Sumber : Istimewa
Temuan ratusan siswa SMP di Buleleng, Bali yang tak bisa membaca dengan lancar menjadi peringatan keras bahwa pendidikan Indonesia tidak baik-baik saja. Dari 34.062 siswa di Buleleng, sebanyak 155 siswa dinyatakan termasuk dalam kategori tidak bisa membaca (TBM). Sementara 208 siswa siswa termasuk dalam kategori tidak lancar membaca (TLM).
Menanggapi hal tersebut Pakar Pendidikan Universitas Muhammadiyah Surabaya (UM Surabaya) Achmad Hidayatullah Ph.D menyebut bahwa hal ini merupakan tantangan berat khususnya sekolah dan guru.
Kata Dayat, peristiwa covid dan pandemi yang terjadi beberapa tahun lalu merupakan salah satu faktor.
“Pada saat itu, siswa belajar dalam kondisi tidak normal, semua diganti pembelajaran online yang notabene sistemnya belum terbangun dengan baik,”ujar Dayat Selasa (22/4/25)
Akhirnya kata Dayat, kemampuan dasar seperti membaca dan menghitung yang semestinya bisa dikuasai sejak sekolah dasar tidak berkembang dengan baik.
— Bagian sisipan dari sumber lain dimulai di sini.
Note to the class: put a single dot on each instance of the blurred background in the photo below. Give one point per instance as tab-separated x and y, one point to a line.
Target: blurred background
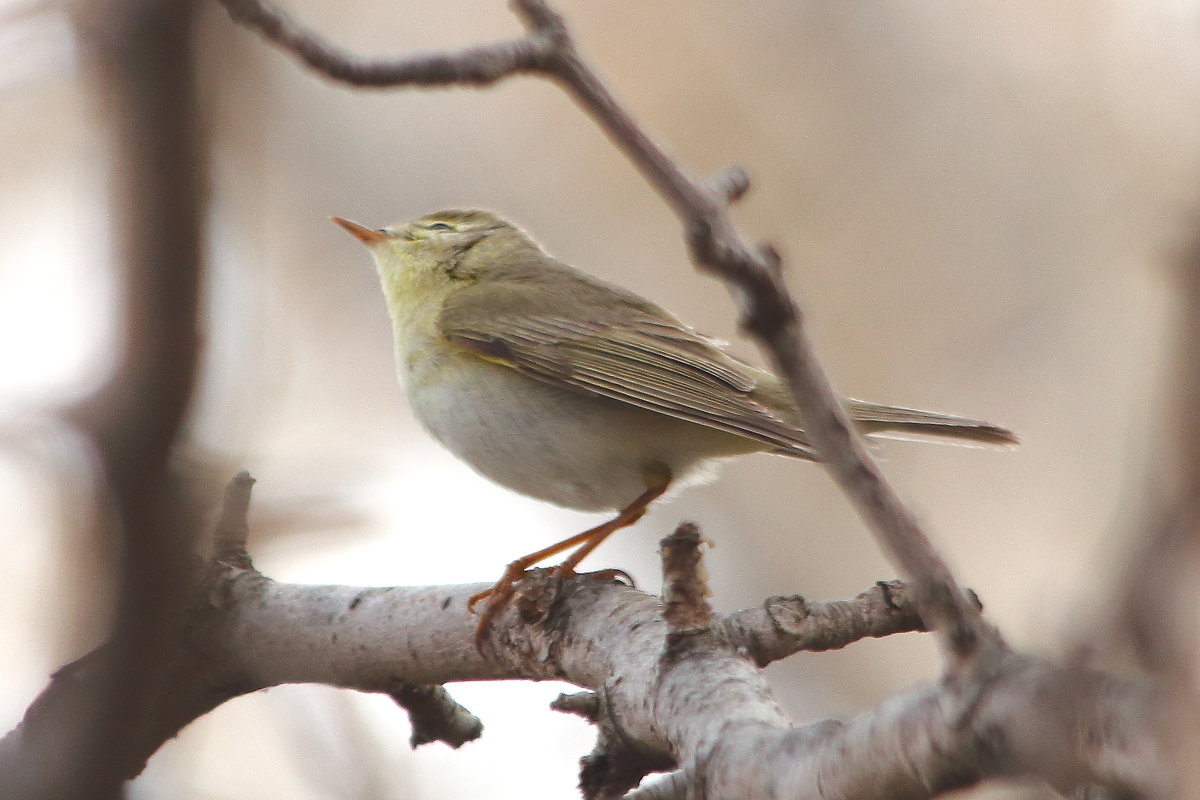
981	208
Lebih lanjut, kata Dayat faktor lainnya tentu sistem pembelajaran di kelas yang tidak mengarus utamakan deep learning.
“Dengan tidak menikmati proses belajar mengajar, penguasaan siswa terhadap kemampuan dasar membaca, menulis dan berhitung tentu bisa berkurang,”imbuh Dayat lagi.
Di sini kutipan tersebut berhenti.